Productivity and efficiency are topics that have historically been high on the list of focused activities for most businesses, and seems like common sense.
Productivity, by definition, is the ratio of inputs to outputs….so if we focus on minimizing inputs and maximizing outputs, we are more productive, and will see a positive impact on the bottom line.
While common sense, productivity efforts historically have been focused on the main process areas of our businesses….where the action is. Although this tends to make sense as these areas are often our biggest cost centers, and therefore have the biggest potential gains, that is not always the case. The reason being that
although these are the biggest areas of expense, they have also been studied, re-studied, and studied some more. As a result, the biggest potential gains may in fact be found in the support areas of the business.

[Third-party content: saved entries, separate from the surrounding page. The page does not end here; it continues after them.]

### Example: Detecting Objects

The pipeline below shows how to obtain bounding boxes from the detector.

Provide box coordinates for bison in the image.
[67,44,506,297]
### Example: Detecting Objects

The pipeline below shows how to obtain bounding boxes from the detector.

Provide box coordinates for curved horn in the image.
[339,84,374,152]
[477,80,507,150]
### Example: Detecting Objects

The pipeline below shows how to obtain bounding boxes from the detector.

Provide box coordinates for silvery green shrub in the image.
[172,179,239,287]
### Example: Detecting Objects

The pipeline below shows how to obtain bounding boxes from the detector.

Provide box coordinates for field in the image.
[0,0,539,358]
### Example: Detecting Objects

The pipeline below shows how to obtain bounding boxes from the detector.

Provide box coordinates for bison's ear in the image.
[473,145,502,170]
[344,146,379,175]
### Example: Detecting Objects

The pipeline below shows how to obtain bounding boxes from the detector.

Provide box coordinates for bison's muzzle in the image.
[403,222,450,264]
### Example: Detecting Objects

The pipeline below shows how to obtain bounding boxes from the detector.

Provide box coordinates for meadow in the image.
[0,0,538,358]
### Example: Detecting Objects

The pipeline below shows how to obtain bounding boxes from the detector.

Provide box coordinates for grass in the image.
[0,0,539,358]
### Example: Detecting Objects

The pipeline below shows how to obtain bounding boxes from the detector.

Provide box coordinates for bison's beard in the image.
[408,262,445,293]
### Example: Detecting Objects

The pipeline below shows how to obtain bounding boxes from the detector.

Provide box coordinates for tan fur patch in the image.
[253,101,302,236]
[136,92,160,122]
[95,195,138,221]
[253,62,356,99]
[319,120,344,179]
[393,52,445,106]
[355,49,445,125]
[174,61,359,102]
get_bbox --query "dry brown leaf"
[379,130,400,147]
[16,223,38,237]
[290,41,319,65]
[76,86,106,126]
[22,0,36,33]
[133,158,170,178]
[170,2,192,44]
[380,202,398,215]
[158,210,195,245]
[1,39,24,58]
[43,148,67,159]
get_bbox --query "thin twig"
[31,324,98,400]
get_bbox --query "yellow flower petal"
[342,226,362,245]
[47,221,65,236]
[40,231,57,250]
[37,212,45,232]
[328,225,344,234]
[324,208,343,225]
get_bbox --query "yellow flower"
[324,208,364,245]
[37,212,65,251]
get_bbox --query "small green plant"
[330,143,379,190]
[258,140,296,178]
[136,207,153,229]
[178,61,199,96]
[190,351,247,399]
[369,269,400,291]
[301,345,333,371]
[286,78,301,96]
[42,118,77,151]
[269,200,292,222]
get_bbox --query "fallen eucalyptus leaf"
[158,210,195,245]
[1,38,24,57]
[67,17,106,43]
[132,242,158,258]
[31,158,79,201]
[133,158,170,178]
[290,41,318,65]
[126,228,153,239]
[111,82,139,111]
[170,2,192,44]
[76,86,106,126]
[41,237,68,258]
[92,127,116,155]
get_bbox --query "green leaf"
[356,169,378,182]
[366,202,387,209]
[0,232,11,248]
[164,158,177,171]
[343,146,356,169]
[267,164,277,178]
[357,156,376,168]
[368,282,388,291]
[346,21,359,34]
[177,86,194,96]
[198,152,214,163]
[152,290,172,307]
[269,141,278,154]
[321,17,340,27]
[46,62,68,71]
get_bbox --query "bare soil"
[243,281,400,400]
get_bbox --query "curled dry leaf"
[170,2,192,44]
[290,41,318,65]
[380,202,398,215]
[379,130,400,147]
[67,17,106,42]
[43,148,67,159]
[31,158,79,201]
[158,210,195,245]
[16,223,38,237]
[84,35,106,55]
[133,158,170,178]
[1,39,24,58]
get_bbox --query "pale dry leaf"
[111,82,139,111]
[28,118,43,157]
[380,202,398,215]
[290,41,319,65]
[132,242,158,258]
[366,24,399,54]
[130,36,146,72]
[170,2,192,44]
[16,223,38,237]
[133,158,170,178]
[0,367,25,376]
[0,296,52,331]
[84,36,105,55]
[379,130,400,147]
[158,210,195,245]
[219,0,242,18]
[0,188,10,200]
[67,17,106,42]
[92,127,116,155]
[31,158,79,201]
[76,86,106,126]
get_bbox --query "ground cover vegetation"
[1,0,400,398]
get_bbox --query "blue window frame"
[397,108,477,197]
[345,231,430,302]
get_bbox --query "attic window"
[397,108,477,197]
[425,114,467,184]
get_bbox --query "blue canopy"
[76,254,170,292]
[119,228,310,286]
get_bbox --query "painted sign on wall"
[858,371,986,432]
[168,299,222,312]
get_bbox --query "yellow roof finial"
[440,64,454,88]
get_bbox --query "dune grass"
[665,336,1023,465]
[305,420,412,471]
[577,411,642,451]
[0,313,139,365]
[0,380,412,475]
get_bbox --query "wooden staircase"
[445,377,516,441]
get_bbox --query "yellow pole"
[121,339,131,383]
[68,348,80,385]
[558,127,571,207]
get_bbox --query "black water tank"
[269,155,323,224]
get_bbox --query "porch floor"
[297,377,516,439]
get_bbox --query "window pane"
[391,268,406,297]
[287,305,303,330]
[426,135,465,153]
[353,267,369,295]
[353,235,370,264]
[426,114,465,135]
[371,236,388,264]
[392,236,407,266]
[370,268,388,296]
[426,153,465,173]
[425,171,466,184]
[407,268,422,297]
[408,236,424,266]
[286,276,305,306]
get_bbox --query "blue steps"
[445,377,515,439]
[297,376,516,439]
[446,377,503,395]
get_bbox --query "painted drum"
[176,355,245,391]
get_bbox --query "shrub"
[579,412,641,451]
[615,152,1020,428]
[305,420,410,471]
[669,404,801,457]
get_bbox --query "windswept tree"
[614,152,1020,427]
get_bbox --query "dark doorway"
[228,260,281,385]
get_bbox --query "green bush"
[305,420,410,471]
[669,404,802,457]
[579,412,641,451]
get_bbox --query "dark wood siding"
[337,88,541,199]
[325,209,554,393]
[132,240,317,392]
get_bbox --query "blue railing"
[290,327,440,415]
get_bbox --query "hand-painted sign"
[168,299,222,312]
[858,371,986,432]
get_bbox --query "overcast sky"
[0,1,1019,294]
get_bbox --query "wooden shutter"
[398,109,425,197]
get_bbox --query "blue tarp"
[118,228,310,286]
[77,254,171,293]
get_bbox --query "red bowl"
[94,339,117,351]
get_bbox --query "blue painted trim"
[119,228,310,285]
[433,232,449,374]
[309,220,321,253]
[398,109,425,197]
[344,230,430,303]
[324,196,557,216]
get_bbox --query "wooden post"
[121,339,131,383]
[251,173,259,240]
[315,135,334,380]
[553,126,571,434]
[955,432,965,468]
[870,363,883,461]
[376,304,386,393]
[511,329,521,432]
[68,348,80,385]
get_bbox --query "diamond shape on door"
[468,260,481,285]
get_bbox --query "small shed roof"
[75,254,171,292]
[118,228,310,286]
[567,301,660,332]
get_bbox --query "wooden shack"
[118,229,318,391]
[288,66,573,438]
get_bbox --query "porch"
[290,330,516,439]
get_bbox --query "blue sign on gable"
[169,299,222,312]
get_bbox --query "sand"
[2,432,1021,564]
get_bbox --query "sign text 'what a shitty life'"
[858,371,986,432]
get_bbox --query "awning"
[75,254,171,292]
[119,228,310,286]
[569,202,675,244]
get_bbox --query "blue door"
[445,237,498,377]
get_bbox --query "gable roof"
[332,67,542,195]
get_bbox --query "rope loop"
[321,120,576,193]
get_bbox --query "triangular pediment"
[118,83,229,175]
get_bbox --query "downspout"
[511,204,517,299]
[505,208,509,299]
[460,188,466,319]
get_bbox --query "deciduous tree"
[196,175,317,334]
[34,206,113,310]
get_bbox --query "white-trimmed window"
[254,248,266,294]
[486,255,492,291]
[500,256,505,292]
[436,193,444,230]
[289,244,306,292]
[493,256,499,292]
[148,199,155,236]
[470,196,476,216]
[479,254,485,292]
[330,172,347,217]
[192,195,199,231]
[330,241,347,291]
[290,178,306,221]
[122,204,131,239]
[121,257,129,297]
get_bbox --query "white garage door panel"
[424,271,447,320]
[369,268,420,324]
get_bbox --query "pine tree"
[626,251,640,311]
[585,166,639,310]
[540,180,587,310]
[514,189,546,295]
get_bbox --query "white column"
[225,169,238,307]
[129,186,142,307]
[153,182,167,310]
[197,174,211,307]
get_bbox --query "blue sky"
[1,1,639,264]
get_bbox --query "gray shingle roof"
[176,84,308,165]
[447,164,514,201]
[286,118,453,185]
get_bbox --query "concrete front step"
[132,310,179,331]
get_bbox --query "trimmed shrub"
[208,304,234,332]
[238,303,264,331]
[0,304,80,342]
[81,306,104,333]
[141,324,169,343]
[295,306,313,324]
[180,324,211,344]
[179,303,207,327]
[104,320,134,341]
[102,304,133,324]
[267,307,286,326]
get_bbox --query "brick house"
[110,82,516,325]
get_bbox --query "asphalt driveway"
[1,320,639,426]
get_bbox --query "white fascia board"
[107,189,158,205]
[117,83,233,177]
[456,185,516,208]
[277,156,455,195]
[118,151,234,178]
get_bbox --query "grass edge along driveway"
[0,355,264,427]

This logic holds truth in the Supply Chain space as well. Supply Chain Professionals tend to see their value as a Professional in the amount of “spend” they control. Because of this optic, we often put our most inexperienced people in charge of MRO (Maintenance, Repair, and Operations) expenditures. The problem with this is that purchasing a large volume of small items (consumable supplies, parts, service contracts) is often the most complex of our spend activities, and if not carefully managed, can result in a “death by a thousand cuts” impact on the overall cost structure.
This is but one example of how shifting our focus into some of the areas that have been virtually untouched from a productivity and efficiency standpoint can potentially lead to significant gains.
It is also important for Supply Chain Professionals to recognize not only where we spend our money, but the value that key vendors can provide, as well as the cost of managing these vendors. Having to hire extra staff to manage vendors increases business inputs, and drives down productivity and efficiency, unless careful consideration is given to how their work will result in overall business gains. As s result, streamlining business processes and the work we need to do in support areas can also have a major impact on improving overall organizational productivity.